LLM Context Window Comparison
Compare the context windows of today's major language models and see how much text each one can hold. Enter a token or word count and the table shows which models fit it and how much of their window it fills. Useful for deciding whether a long document, codebase, or chat history will fit before you commit to a model. All calculation runs in your browser.
Conversions assume ~4 characters and ~0.75 words per token (English). Context windows are shared between prompt and output, so leave headroom for the response. Figures reflect each model's standard published window.
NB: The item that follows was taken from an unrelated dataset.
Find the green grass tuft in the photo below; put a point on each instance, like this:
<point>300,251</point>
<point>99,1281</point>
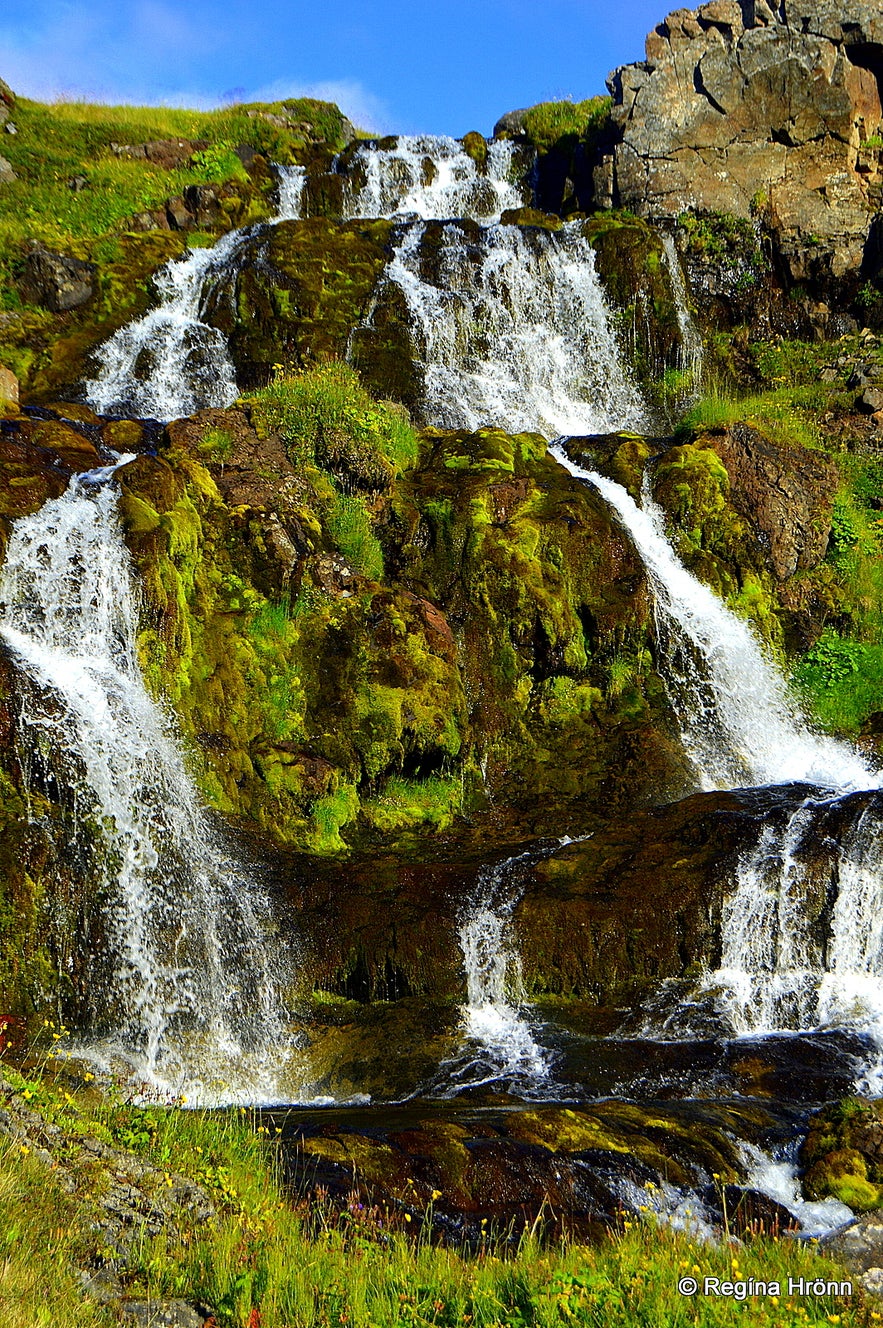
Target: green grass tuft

How to use the LLM Context Window Comparison
Enter how much text you want to send and choose the unit — tokens, words, characters, or pages. The table converts your input to tokens and shows each model's context window, the percentage your input would fill, and whether it fits with room to spare. Sort by window size or name, and tick "only models that fit" to filter the list down to viable choices.
Remember the window is shared between your prompt and the model's reply. A prompt that fills 95% of the window leaves almost no room for output, so treat anything above roughly 80% as a tight fit rather than a comfortable one.
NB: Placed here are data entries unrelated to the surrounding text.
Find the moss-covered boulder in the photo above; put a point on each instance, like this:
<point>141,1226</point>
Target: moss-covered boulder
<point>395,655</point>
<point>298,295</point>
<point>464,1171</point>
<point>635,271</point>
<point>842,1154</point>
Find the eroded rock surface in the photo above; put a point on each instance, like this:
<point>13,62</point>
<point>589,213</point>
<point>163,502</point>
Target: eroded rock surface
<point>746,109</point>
What a context window is — and why it caps your prompt
A model's context window is the maximum number of tokens it can attend to at once — the hard ceiling on prompt plus generated output combined. If your input plus the expected answer exceeds the window, the request is rejected or the oldest tokens are silently dropped, so knowing the limit ahead of time saves a wasted call.
Windows vary enormously across the current generation. Gemini's models lead with one-to-two-million-token windows; most frontier chat models (GPT-4o, Claude, Llama 3, Mistral, Qwen, DeepSeek, Grok) cluster around 128K–200K; and some efficient open models like Gemma 2 stay as low as 8K. A million-token window sounds limitless, but a single large codebase or a long PDF can still consume hundreds of thousands of tokens, and cost and latency both climb with the amount of context you actually use.
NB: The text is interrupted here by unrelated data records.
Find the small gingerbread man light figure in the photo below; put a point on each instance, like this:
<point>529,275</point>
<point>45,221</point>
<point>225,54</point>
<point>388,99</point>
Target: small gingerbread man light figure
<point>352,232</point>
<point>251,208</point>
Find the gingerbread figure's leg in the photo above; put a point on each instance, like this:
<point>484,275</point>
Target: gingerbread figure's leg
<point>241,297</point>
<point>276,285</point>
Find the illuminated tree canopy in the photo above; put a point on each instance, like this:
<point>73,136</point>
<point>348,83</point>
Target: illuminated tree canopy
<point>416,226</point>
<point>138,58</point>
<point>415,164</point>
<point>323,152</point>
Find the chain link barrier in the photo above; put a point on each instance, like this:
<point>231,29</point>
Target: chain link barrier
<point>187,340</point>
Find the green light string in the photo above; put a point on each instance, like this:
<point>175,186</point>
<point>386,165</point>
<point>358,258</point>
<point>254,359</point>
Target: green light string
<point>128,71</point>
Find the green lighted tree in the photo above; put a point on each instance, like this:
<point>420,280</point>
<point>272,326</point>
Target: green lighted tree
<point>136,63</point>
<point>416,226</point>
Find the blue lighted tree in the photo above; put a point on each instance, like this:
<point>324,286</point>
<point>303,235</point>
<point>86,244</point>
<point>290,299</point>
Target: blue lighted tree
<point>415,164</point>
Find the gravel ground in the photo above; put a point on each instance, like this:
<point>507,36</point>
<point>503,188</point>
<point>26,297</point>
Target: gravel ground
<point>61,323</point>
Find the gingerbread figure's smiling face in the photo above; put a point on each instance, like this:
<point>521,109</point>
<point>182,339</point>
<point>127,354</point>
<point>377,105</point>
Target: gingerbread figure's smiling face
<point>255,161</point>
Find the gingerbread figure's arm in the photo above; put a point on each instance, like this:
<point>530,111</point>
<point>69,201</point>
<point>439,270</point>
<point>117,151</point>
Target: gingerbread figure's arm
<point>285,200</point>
Because tokenizers differ, the same text is a slightly different number of tokens on each model — this tool uses the common English approximation of about four characters per token. For an exact count on a specific model, use that model's dedicated token counter or the token count its API returns.
Common use cases
- Picking a model for a long document. See at a glance which models can hold your full input.
- RAG sizing. Check whether your retrieved chunks plus the question fit a target model's window.
- Codebase prompts. Estimate whether a large source tree fits before paying for a long call.
- Comparing upgrades. Weigh a jump from a 128K to a 1M window against the higher cost it brings.